Kultur: Neue Spielstätte im Begegnungszentrum in der Wendenschloßstraße.

Schluss mit dem unsteten Leben als Wanderbühne: Das „Stadttheater Cöpenick“ hat endlich ein festes Zuhause gefunden. Seit Anfang des Jahres kooperiert das wohl größte Theater des Ostens mit dem Hauptmanns-Klub 103,5 und ist von der Friedrichshagener Straße in das Begegnungszentrum in der Wendenschloßstraße umgezogen.

Mehr Platz

„Die Zusammenarbeit mit dem Hauptmanns-Klub bietet uns wunderbare Möglichkeiten“, so Michael Weitz vom Verein „Kunstfabrik Köpenick“. Bisher waren die Spielstätten des Stadttheaters über den ganzen Bezirk verteilt: Das Haus der Begegnung, der Kietzclub Köpenick oder „Das Horn“ wurden als Bühnen genutzt.

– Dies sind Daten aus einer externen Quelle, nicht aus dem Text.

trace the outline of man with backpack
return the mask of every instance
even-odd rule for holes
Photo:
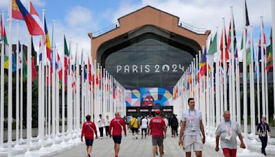
[[[110,137],[113,136],[113,140],[115,143],[115,154],[116,157],[118,157],[118,152],[120,151],[120,145],[121,143],[122,138],[122,127],[123,127],[125,137],[126,136],[126,133],[124,121],[122,118],[120,118],[120,113],[118,113],[118,112],[116,112],[115,113],[115,116],[116,118],[111,121],[110,127],[109,127],[109,133],[110,134]]]
[[[94,122],[91,121],[91,116],[86,116],[86,122],[83,123],[81,132],[81,142],[83,142],[83,136],[85,137],[85,142],[87,145],[87,157],[90,157],[91,147],[94,142],[94,134],[96,134],[96,138],[98,138],[98,132],[96,131],[96,125]]]

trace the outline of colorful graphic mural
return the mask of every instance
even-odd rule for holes
[[[170,106],[172,89],[140,88],[126,91],[126,107]]]

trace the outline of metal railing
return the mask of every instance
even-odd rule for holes
[[[179,25],[179,26],[180,26],[182,28],[184,28],[185,29],[190,30],[197,34],[204,34],[206,32],[206,28],[196,28],[190,24],[188,24],[187,23],[185,23],[185,22],[181,21],[179,21],[178,25]],[[101,36],[107,32],[109,32],[114,29],[116,29],[118,27],[120,27],[120,23],[118,22],[111,24],[107,28],[102,28],[100,30],[93,32],[93,37],[98,37],[99,36]]]
[[[102,28],[100,30],[93,32],[93,37],[98,37],[118,27],[120,27],[120,23],[118,22],[111,24],[107,28]]]
[[[206,28],[196,28],[190,24],[188,24],[187,23],[185,23],[185,22],[181,21],[179,21],[179,26],[186,28],[186,29],[190,30],[193,32],[195,32],[197,34],[204,34],[206,30]]]

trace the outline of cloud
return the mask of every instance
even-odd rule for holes
[[[75,6],[67,12],[65,21],[70,26],[86,25],[92,21],[91,12],[87,8]]]
[[[4,8],[7,9],[8,8],[8,5],[9,3],[10,0],[1,0],[0,1],[0,8]],[[22,3],[27,7],[27,3],[28,0],[21,0]],[[38,6],[38,7],[43,7],[46,5],[46,1],[45,0],[32,0],[32,3],[34,6]]]

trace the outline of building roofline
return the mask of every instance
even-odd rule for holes
[[[130,13],[129,13],[129,14],[125,14],[125,15],[124,15],[124,16],[122,16],[122,17],[118,18],[118,21],[120,21],[120,19],[122,19],[122,18],[124,18],[124,17],[127,17],[127,16],[129,16],[129,15],[130,15],[130,14],[134,14],[134,13],[135,13],[136,12],[138,12],[138,11],[140,11],[140,10],[143,10],[143,9],[144,9],[144,8],[153,8],[153,9],[154,9],[154,10],[158,10],[158,11],[162,12],[164,12],[164,13],[166,13],[166,14],[168,14],[168,15],[170,15],[170,16],[172,16],[172,17],[177,17],[177,18],[178,19],[178,20],[179,20],[179,17],[177,17],[177,16],[175,16],[175,15],[174,15],[174,14],[170,14],[170,13],[168,13],[168,12],[165,12],[165,11],[163,11],[163,10],[162,10],[157,9],[157,8],[155,8],[155,7],[151,6],[144,6],[144,7],[143,7],[143,8],[140,8],[140,9],[138,9],[138,10],[135,10],[135,11],[133,11],[133,12],[130,12]]]

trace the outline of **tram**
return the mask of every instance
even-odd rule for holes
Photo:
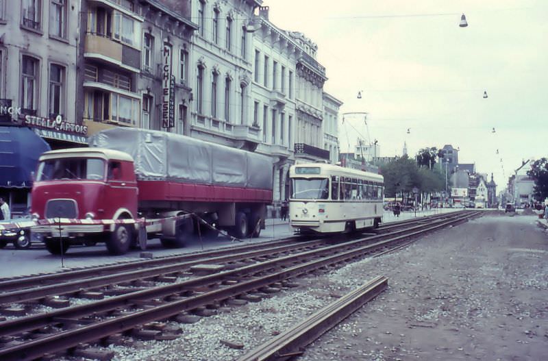
[[[301,234],[348,233],[382,221],[382,175],[309,163],[292,166],[289,177],[289,224]]]

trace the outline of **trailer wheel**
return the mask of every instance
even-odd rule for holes
[[[17,237],[13,244],[17,249],[28,249],[31,246],[30,236],[27,233],[25,233]]]
[[[236,223],[234,224],[234,237],[245,238],[247,236],[247,216],[243,212],[236,214]]]
[[[253,213],[250,218],[251,222],[249,222],[248,234],[253,238],[258,238],[261,234],[261,226],[258,223],[260,221],[261,217],[257,213]]]
[[[175,239],[169,240],[166,242],[162,240],[162,244],[164,247],[166,247],[167,244],[168,247],[179,248],[184,247],[185,243],[192,237],[193,233],[194,219],[192,217],[183,219],[177,223],[177,227],[175,228]]]
[[[61,242],[59,238],[53,238],[44,240],[46,249],[51,254],[60,255],[66,253],[66,250],[71,247],[68,240]]]
[[[127,225],[116,225],[106,242],[108,253],[112,255],[125,253],[129,249],[132,239],[132,230]]]

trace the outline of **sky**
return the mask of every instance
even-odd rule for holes
[[[357,134],[376,139],[381,156],[401,155],[404,142],[410,156],[450,144],[459,162],[493,173],[497,191],[523,160],[548,157],[546,0],[263,5],[274,25],[318,45],[324,90],[344,103],[340,114],[368,113],[365,121],[340,117],[341,151],[352,151]],[[458,26],[462,14],[466,27]]]

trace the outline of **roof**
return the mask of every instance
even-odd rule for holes
[[[127,153],[106,148],[70,148],[49,151],[43,153],[40,160],[56,158],[101,158],[133,162],[133,158]]]
[[[345,168],[334,164],[327,164],[325,163],[303,163],[291,166],[291,168],[295,169],[294,167],[295,166],[320,166],[327,172],[336,172],[338,175],[342,177],[367,177],[377,182],[384,182],[384,177],[379,174],[360,171],[359,169],[354,169],[352,168]]]

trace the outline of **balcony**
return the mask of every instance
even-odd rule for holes
[[[258,127],[232,125],[232,134],[235,139],[253,143],[260,143],[260,129]]]
[[[275,157],[287,158],[291,155],[291,151],[286,146],[279,144],[273,144],[270,146],[270,153]]]
[[[305,143],[295,143],[295,155],[301,158],[320,158],[329,160],[329,151],[316,148]]]
[[[84,49],[86,58],[117,65],[134,73],[140,71],[140,51],[114,41],[106,35],[87,33]]]

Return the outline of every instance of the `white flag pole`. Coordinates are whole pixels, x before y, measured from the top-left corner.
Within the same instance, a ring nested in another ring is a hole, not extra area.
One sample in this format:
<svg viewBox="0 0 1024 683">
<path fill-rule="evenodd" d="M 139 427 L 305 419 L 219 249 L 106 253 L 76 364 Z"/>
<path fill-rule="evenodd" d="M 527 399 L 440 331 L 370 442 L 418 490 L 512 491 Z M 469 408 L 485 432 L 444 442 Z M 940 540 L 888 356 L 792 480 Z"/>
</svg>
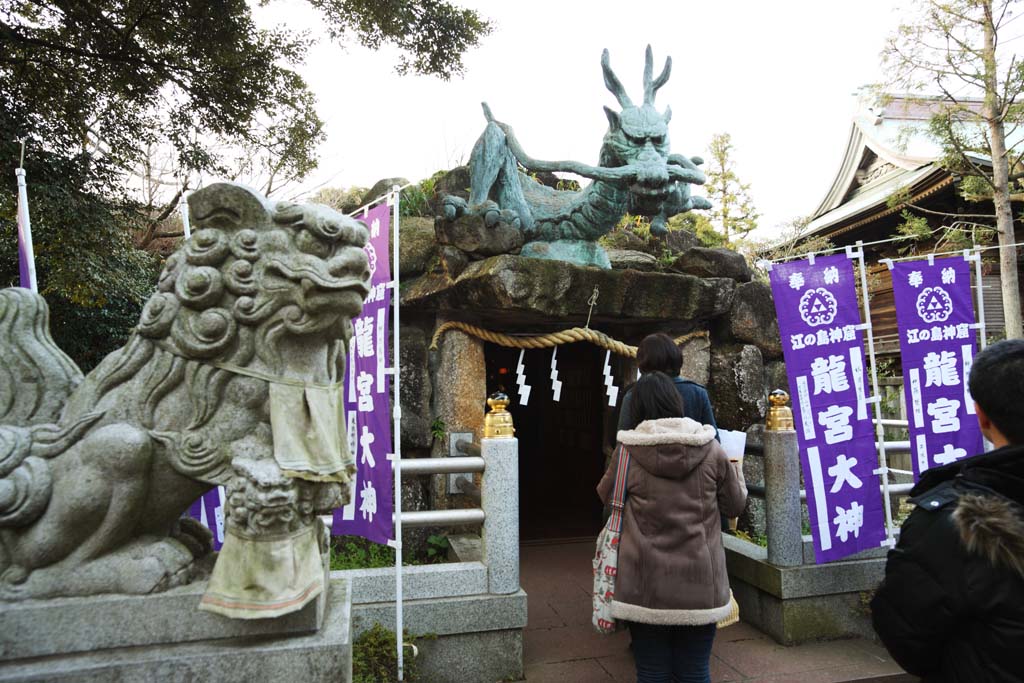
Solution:
<svg viewBox="0 0 1024 683">
<path fill-rule="evenodd" d="M 25 138 L 22 143 L 22 159 L 14 175 L 17 176 L 17 263 L 20 285 L 27 290 L 38 292 L 36 285 L 36 254 L 32 248 L 32 221 L 29 219 L 29 187 L 25 181 Z"/>
<path fill-rule="evenodd" d="M 401 188 L 398 185 L 391 187 L 391 194 L 394 200 L 394 237 L 391 240 L 391 253 L 393 255 L 393 270 L 391 271 L 391 333 L 392 333 L 392 348 L 391 348 L 391 368 L 394 373 L 394 410 L 392 412 L 392 417 L 394 420 L 394 440 L 392 449 L 394 451 L 394 459 L 391 461 L 394 465 L 394 621 L 395 621 L 395 642 L 398 648 L 398 680 L 401 681 L 403 676 L 403 663 L 402 663 L 402 649 L 404 645 L 404 635 L 402 634 L 402 613 L 401 613 L 401 383 L 400 383 L 400 372 L 399 368 L 401 364 L 399 362 L 398 356 L 398 332 L 400 330 L 398 324 L 398 221 L 399 214 L 401 213 L 401 205 L 399 200 L 401 198 Z"/>
<path fill-rule="evenodd" d="M 181 213 L 181 227 L 185 233 L 185 240 L 191 238 L 191 224 L 188 222 L 188 196 L 184 188 L 181 189 L 181 199 L 178 200 L 178 212 Z"/>
</svg>

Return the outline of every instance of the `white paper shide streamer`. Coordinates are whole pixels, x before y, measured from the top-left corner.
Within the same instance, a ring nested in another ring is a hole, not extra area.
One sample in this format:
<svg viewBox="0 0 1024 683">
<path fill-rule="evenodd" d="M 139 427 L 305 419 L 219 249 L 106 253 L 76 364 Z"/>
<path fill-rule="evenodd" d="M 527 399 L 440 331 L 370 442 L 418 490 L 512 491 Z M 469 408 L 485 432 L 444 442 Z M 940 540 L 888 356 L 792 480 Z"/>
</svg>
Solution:
<svg viewBox="0 0 1024 683">
<path fill-rule="evenodd" d="M 562 383 L 558 380 L 558 347 L 551 352 L 551 394 L 555 400 L 562 397 Z"/>
<path fill-rule="evenodd" d="M 525 405 L 529 402 L 529 385 L 526 384 L 526 367 L 522 365 L 522 358 L 525 354 L 526 349 L 521 349 L 519 351 L 519 360 L 516 361 L 515 366 L 515 383 L 519 386 L 520 405 Z"/>
<path fill-rule="evenodd" d="M 611 351 L 604 352 L 604 386 L 605 393 L 608 395 L 608 405 L 614 408 L 615 403 L 618 402 L 618 387 L 615 386 L 615 380 L 611 376 Z"/>
</svg>

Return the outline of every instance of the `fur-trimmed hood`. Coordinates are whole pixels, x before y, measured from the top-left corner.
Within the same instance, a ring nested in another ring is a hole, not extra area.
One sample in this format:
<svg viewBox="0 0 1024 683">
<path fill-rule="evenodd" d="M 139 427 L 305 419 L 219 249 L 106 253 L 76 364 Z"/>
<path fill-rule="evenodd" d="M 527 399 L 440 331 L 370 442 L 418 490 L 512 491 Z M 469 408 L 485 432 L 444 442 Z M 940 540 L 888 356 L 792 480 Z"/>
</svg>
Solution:
<svg viewBox="0 0 1024 683">
<path fill-rule="evenodd" d="M 956 501 L 953 523 L 964 547 L 994 567 L 1024 579 L 1024 510 L 994 494 L 967 493 Z"/>
<path fill-rule="evenodd" d="M 670 479 L 689 474 L 718 444 L 714 427 L 689 418 L 645 420 L 620 431 L 618 441 L 645 470 Z"/>
</svg>

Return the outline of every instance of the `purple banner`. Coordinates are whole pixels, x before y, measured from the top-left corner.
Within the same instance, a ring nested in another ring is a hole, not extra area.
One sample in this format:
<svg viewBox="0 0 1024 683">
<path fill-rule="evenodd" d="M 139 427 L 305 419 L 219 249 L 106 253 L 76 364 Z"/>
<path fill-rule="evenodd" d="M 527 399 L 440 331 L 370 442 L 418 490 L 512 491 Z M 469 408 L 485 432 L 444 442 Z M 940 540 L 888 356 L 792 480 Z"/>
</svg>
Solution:
<svg viewBox="0 0 1024 683">
<path fill-rule="evenodd" d="M 854 282 L 845 255 L 771 270 L 818 562 L 886 538 Z"/>
<path fill-rule="evenodd" d="M 382 204 L 358 217 L 370 228 L 370 296 L 352 321 L 345 366 L 345 416 L 348 446 L 355 457 L 352 499 L 334 513 L 335 536 L 361 536 L 376 543 L 394 539 L 394 462 L 391 456 L 391 379 L 388 313 L 391 268 L 388 260 L 391 207 Z"/>
<path fill-rule="evenodd" d="M 213 549 L 224 545 L 224 487 L 214 486 L 188 508 L 188 516 L 213 533 Z"/>
<path fill-rule="evenodd" d="M 982 452 L 968 376 L 975 354 L 971 263 L 893 263 L 913 477 Z"/>
</svg>

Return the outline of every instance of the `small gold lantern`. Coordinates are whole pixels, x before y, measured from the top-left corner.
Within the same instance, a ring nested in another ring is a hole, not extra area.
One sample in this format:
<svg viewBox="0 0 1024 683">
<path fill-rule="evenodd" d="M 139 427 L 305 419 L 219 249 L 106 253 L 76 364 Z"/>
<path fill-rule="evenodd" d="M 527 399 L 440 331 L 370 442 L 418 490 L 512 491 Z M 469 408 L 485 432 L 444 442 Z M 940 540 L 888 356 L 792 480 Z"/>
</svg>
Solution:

Aber immer war man auf die Verfügbarkeit der verschiedenen Orte angewiesen. Durch den neuen festen Standort können nun bis zu drei Veranstaltungen täglich präsentiert werden. Zudem bietet die neue Spielstätte etwa 150 Zuschauerplätze. Auch der Hauptmanns-Klub profitiert von dem Zusammenschluss. „Durch das Stadttheater wird neben der künstlerischen Erweiterung auch der Umsatz deutlich steigen“, spekuliert Weitz. Eine Neuheit für das Theater bietet der Gastronomie-Bereich. Hier sollen neue Programminhalte, wie zum Beispiel ein „Krimi-Dinner“, stattfinden. Regelmäßige „Aftershow-Partys“ seien bereits in Planung, verrät Weitz. Dafür soll eine eigene Sekt- und Cocktailbar eröffnet werden. Unterhaltung für die ganze Familie wird aber nach wie vor das Motto des Theaters bleiben. Viele Stücke des Spielplans bleiben zukünftig weiterhin erhalten, wie die morgendlichen Märchenaufführungen für Kinder und die typischen Abendveranstaltungen. Auch alte Bekannte, wie Lutz Hoff und Benno Radke werden auf der neuen Bühne wieder vertreten sein. Mit dem Standortwechsel wurden aber auch neue Ziele gesetzt. Künstler aus dem Westen sollen zukünftig Teil des Bühnenprogramms werden. „Als größtes und wohl beliebtestes Theater in Ost-Berlin wollen wir versuchen, auch den Westen zu erreichen“, so Weitz.

Gala zur Premiere

Zurzeit stehen noch Umbauarbeiten an, der offizielle Startschuss fällt am 11. Februar mit einer großen, bereits ausverkauften Eröffnungsgala.